Daniel Jositsch (57) dürfte am Mittwoch zahlreiche Stimmen erhalten. Im ersten Wahlgang um die Nachfolge von SP-Bundesrätin Simonetta Sommaruga (62) bekommt der Zürcher voraussichtlich mehrere Dutzend Proteststimmen. Denn viele sind unzufrieden über den Ausschluss der Männer vom SP-Wahlticket.
«Es könnte plötzlich eine neue Dynamik geben», mutmasst gar ein Nationalrat. Das Brisante daran: Laut Parlamentariern sagt Jositsch, er sei von seiner Partei aus dem Spiel genommen worden, also müsse er sich auch nicht mehr an deren Regeln halten. Sprich: Sollte Jositsch am Mittwoch als wilder Kandidat gewählt werden, nähme er die Wahl an.
Kaum Mandarinli
Am Samichlaus-Tag dürften die Parteileitungen den Ratsmitgliedern deshalb mit der Rute drohen, sollten sie Jositsch auf ihren Wahlzettel schreiben. Schliesslich haben alle Parteien versprochen, sich an die offiziellen Tickets zu halten.
Für welche der beiden SP-Kandidatinnen sie stimmen, ob für Eva Herzog (60, BS) oder Elisabeth Baume-Schneider (58, JU), werden viele FDPler, Mitte-Politikerinnen und GLP-Mitglieder erst entscheiden, wenn diese am Dienstag bei ihnen in den Hearings angetreten sind.
Die SVP-Anwärter Albert Rösti (55, BE) und Hans-Ueli Vogt (53, ZH) treten derweil vor der SP und den Grünen, aber auch vor der Mitte an.
Basler in Bern
Im Schlussspurt wird um jede Stimme gerungen. Gerade bei der Ausmarchung zwischen den beiden Frauen dürfte es knapp werden. Die Region Basel hat am Montagabend ein hochkarätiges Trio ins Bundeshaus geschickt, um für Herzog zu weibeln. SP-Regierungspräsident Beat Jans (58), Mitte-Regierungsrat Lukas Engelberger (47) und der Baselbieter alt SP-Ständerat Claude Janiak (74) luden zum Apéro.

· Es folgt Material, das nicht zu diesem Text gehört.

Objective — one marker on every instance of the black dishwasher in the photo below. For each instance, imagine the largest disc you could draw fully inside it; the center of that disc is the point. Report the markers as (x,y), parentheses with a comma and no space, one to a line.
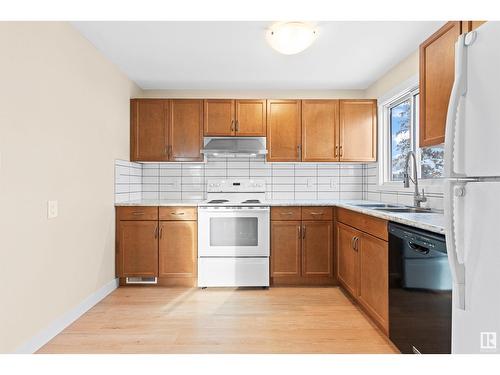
(420,287)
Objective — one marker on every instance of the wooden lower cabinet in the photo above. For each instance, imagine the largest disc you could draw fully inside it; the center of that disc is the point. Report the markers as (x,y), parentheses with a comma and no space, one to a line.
(374,278)
(285,248)
(301,250)
(317,238)
(362,266)
(164,245)
(347,258)
(177,249)
(138,248)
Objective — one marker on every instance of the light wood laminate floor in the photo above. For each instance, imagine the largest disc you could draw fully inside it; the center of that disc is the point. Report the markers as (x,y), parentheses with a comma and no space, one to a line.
(187,320)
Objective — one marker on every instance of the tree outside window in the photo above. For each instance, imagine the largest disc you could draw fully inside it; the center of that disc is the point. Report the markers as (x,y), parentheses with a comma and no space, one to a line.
(403,122)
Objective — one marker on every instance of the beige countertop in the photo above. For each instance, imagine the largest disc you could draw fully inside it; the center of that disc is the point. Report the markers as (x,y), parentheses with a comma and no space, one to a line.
(433,222)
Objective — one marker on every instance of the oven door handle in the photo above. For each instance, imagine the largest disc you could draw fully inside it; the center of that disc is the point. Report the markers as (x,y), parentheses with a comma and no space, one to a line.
(223,210)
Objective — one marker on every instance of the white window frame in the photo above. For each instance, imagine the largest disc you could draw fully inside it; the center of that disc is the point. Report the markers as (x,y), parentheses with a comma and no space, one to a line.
(407,90)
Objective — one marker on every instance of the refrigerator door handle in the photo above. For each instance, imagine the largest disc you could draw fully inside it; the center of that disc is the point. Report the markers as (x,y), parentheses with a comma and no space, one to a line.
(452,133)
(455,255)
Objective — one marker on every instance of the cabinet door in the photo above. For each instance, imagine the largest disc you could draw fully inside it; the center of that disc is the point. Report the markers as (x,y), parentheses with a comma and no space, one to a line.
(138,248)
(347,258)
(251,118)
(219,119)
(285,248)
(358,130)
(437,73)
(148,130)
(373,278)
(186,130)
(177,248)
(320,127)
(317,248)
(283,130)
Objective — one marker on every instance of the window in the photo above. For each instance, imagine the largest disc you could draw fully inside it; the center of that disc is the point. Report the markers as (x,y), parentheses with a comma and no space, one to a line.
(402,124)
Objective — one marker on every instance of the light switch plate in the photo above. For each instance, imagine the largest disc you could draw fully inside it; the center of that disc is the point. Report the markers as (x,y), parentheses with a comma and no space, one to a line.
(52,210)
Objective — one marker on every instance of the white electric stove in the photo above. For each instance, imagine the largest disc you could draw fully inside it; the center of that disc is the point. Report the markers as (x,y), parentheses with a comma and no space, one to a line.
(233,235)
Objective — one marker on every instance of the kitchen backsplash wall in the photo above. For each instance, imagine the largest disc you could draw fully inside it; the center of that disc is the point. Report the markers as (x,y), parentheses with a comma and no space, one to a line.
(397,194)
(187,181)
(128,181)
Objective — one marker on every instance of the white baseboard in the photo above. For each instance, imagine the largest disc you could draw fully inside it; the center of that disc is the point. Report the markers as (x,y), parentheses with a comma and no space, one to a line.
(43,337)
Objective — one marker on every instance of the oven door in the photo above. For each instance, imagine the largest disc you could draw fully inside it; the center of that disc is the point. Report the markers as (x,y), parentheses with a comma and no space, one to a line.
(233,232)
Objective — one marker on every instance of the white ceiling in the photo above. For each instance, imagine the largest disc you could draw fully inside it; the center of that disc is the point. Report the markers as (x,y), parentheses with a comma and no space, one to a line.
(235,56)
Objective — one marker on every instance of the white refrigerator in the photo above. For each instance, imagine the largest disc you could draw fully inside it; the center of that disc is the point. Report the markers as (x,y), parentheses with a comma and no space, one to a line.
(472,193)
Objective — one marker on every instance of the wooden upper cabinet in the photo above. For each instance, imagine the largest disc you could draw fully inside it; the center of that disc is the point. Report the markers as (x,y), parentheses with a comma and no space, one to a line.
(219,118)
(177,248)
(437,73)
(317,246)
(251,118)
(320,127)
(186,130)
(374,278)
(285,248)
(358,130)
(137,248)
(283,130)
(347,258)
(149,129)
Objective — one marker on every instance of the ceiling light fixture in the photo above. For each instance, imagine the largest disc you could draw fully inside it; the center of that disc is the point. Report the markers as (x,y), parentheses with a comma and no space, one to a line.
(290,38)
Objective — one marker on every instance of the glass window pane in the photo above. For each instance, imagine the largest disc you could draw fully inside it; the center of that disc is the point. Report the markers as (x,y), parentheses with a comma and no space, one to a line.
(234,231)
(400,121)
(431,162)
(431,158)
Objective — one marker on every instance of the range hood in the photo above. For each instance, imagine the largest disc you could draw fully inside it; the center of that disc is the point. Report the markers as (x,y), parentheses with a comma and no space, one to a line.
(224,147)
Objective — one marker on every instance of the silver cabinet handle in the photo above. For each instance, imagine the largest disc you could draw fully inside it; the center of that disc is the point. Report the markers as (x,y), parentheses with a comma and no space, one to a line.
(354,243)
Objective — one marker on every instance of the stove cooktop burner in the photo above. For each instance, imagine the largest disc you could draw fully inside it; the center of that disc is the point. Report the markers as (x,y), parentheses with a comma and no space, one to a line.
(251,201)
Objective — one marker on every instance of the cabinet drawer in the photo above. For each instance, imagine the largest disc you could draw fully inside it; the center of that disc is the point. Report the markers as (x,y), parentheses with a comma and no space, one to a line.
(317,213)
(285,213)
(178,213)
(369,224)
(137,213)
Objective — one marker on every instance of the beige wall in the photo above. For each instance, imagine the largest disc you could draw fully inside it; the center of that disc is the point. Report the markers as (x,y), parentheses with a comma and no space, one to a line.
(253,94)
(406,69)
(64,118)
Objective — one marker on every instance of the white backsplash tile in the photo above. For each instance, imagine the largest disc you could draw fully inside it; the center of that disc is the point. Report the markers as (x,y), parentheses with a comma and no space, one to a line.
(187,181)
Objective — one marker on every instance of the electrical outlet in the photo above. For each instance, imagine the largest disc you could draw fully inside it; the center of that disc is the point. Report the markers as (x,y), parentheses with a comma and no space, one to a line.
(52,209)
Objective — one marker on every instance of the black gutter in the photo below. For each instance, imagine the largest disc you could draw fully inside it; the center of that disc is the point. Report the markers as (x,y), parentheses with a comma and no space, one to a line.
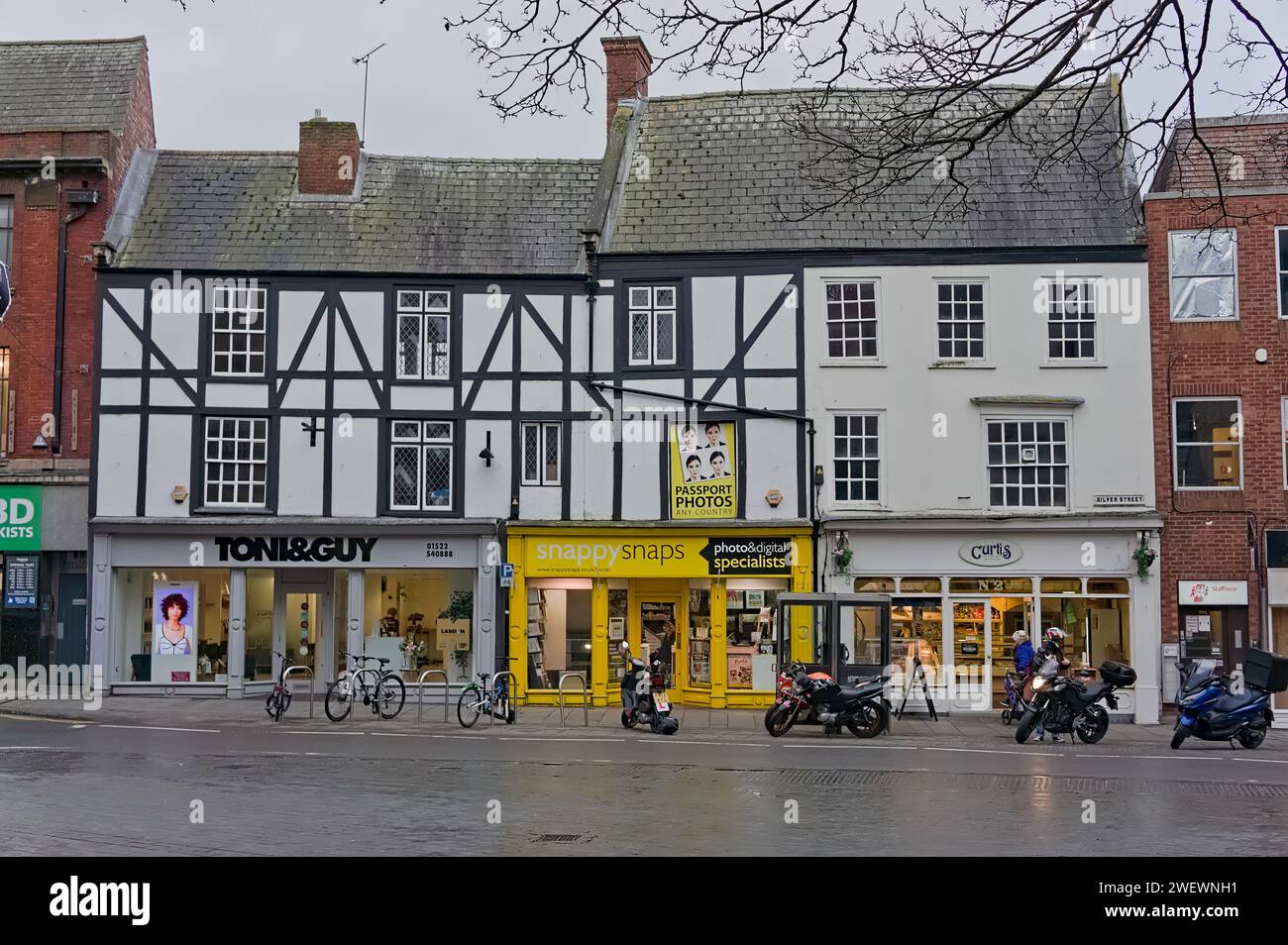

«Wir wollen nichts unversucht lassen und zeigen, dass die ganze Region Basel hinter Eva Herzog steht», sagt Ex-Nationalrat Jans. «Mit ihr würde die urbane Schweiz im Bundesrat eine Stimme erhalten.» Die ganze Region fiebere mit.
Fieberkurve ist hoch
Dass die Fieberkurve gestiegen ist, dafür hat Baume-Schneider gesorgt. Bei den Bauern hat die Schwarznasenschaf-Halterin gepunktet.
Und auch von jurassischer Seite wird lobbyiert. Baume-Schneider selbst war in der Wandelhalle zu sehen. Während sie kräftig in einen Apfel biss, tauschte sie sich etwa mit Nationalrätinnen der Grünen aus.
Getippt wird mehrheitlich auf Herzog, doch manche trauen Baume-Schneider die Überraschung zu.
Gelaufen scheint das Rennen bei der SVP. «Herr Bundesrat!», wurde Rösti von Parteikollegen bereits begrüsst. Aber auch Konkurrent Vogt führte am Montag Einzelgespräche.